Yes, but: Economists say reducing the generosity of employer health plans is not necessarily a bad thing, because generous plans might encourage people to use more health care services than they need.

Plus, "the idea that an employer should be deciding what kind of health care benefits an employee gets is kind of crazy," said Dean Baker, an economist at the Center for Economic and Policy Research. But, Baker adds, there has to be a viable health care alternative for workers.

What to watch: Whether employee compensation increases more quickly, especially as companies predict even bigger profits under the GOP tax plan.

  • There is no evidence the temporary, one-off bonuses announced by many companies, and attributed to the Republican tax cut bill, will drastically change the stagnant trajectory of worker compensation.

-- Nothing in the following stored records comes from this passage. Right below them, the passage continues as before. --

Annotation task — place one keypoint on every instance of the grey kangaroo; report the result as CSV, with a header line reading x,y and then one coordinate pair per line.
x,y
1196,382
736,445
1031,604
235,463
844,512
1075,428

The details: The data are from the U.S. Bureau of Economic Analysis. The growth of three economic indicators — corporate profits, wages, and money employers spent on health insurance for their employees — were compared with overall economic growth over the past 16 years. Health coverage and wages were singled out because workers often value those compensation items most when they take a job.

The analysis showed:

  • Corporate profits were 4.7% of the U.S. economy in 2000 and climbed to 9.1% by 2016.
  • Employer health coverage mostly stayed flat, going from 3.2% of GDP in 2000 to 3.7% in 2016.
  • Salaries and wages decreased quite a bit. They represented almost 47% of the economy in 2000 and dropped to 43.4% in 2016.